Dion rarely saw his mother when she was not pregnant. And so he came to think of her as a large rock-like creature, whereas, in fact, she had been basically small and finely formed.

She managed seventeen successful pregnancies (eleven girls and six boys) before she died of melancholia, an
embolism and a totally overloaded heart. She might have been resuscitated, of course, if she had been sufficiently important or if there had been enough lions in her bank account. But thirty-four thousand lions had been just sufficient to buy Dion an education to the point where, against stiff female competition, he won a state scholarship in cybernetics.

He never took up the scholarship. He attended the funeral, saw the oddly frail body consigned to a cleansing furnace of atomic fire, and felt the shamefully obscene tears course down his cheeks. Then he thumbed his nose at the kind of world that could do this to the only person he had ever loved, and decided to live by his wits.

He was, at the time, just eighteen years old. He had a long way to go. By the time he had matured, the ratio of men to women was five to twelve.

Three

D
ION
Q
UERN
was drunk and not a little bewildered. He was drunk because he had disposed of more than half a bottle of hock before he had started on the cold chicken. He was bewildered because he was at the mercy of a big blonde Peace Officer who did not look as if she had the slightest intention of calling the dry-cleaners.

Presently, with a sizeable portion of cold chicken and green salad inside him, he began to feel a little better. Well enough to appreciate the brandy and the black coffee. Well enough to realize that Juno Locke was merely playing with him on a short string. When he ceased to amuse her she would let the dry-cleaners cart him off to another dose of psychoanalysis.

So what? So it didn’t matter a coprolite. He’d had a grade three analysis before. The psychos were further out and deeper down than the paper dolls they treated. All you had to do was toss them a few pubic shock images, or get all twisted with submission neurosis or womb envy, and they would lay polysyllabic eggs all over the place. Then you got three decent meals a day for a month, ten shots of partial recall, fifty lions and a year’s probation. It was a bit boring, really, but not too inconvenient. Providing you didn’t fracture the probation.
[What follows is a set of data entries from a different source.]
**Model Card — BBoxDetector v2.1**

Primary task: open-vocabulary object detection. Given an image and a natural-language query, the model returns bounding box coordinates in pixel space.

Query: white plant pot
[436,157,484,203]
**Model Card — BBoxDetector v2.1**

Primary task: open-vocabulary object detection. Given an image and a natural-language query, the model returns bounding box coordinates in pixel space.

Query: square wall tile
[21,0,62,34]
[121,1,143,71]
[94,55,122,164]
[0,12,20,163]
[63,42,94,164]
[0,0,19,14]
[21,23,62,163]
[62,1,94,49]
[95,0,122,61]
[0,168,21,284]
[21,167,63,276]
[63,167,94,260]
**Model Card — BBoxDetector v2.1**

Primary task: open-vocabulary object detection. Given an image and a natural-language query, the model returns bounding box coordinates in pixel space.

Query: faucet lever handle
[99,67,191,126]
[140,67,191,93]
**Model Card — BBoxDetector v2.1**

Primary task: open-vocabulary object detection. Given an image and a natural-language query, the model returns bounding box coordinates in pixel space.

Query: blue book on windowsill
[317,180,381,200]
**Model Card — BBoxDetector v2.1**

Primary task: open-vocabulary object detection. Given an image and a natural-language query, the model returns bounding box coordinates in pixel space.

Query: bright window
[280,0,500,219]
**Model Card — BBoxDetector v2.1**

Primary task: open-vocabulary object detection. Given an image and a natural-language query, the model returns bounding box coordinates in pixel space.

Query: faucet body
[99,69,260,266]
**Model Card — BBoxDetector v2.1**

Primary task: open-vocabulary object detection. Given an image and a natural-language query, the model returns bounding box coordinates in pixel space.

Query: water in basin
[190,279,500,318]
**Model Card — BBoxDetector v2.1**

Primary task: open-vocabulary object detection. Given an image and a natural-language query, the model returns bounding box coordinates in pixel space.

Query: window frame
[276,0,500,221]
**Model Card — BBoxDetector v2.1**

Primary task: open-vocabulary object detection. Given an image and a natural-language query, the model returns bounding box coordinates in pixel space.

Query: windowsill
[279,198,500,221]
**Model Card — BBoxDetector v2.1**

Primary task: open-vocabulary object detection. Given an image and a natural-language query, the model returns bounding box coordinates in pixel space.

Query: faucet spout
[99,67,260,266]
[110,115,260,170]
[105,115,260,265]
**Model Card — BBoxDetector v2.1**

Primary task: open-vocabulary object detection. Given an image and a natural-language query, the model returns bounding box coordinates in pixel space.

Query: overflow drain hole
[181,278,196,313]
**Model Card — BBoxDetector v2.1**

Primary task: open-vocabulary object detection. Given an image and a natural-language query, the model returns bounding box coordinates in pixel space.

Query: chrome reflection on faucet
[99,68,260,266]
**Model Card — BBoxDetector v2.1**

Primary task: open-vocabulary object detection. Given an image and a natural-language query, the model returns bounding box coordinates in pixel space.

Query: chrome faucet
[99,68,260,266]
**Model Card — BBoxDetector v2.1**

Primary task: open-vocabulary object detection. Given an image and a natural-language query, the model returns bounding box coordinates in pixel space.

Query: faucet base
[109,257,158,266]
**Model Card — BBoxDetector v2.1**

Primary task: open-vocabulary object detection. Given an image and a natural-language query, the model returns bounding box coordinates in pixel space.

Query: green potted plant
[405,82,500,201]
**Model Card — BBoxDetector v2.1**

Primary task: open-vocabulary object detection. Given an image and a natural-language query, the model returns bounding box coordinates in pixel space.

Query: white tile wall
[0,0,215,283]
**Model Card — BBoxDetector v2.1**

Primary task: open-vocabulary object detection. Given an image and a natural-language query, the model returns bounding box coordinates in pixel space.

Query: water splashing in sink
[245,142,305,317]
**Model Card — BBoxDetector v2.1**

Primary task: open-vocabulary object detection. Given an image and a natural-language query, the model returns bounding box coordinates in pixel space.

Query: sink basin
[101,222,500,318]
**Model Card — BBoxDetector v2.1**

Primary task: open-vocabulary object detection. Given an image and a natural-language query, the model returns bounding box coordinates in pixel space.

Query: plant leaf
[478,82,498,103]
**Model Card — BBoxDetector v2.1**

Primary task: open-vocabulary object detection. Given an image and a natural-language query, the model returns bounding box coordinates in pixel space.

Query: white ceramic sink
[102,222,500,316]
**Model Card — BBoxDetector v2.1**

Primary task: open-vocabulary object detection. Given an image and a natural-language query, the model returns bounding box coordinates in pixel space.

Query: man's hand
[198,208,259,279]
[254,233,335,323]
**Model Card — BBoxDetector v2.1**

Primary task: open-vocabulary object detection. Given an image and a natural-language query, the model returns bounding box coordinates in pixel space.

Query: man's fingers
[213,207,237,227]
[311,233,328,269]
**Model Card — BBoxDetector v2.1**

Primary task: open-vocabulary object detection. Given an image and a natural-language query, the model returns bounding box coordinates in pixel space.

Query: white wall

He tried to remember when he’d had his last grade three. He tried to remember in case the present contretemps was a breach of probation. That could be serious. Grade two
analysis. Three months and the wide screen treatment, including, maybe, the electronic twitcher. Less than idyllic… But he couldn’t remember. The last dose
seemed
quite a long time ago. But so did yesterday’s breakfast…

Juno Locke sipped her brandy and coffee, and read his thoughts.

“I’d say not less than six months, and not more than a year. Bad luck, stripling. It could be a grade two.”

He jumped as if she had put another laser hole in him. “How the Stopes do you know?”

“I’ve seen the look before, little one, many times. When a sport falls flat, usually the first thing that happens is the far look. He’s trying to remember when he had the last analysis. He’s trying to work out if he’ll move up a grade… Not being able to remember is a bad sign. It’s a sign of not wanting remember… Now, have some more brandy and make me laugh.”

“Bulldozer!” he shouted furiously. “Sex zombie! Shrivel-womb!”

She smiled. “Please. You’re bruising my ego.”

“I’d prefer it to be your throat.”

Juno surveyed him calmly. “You’re quite a big little meistersihger, really, I suppose. Care to try?”

“Nobody is worth a one—not even a Peace Officer.”

“So,” she said gaily, “at last we’re getting sensible. Have some more brandy…” She poured a large measure into his glass. “Let there be civility all round.” She picked up a light house tunic and slipped it on, covering her breasts. “There, how’s that?”

“Thank you,” said Dion. “It seems rather fair.”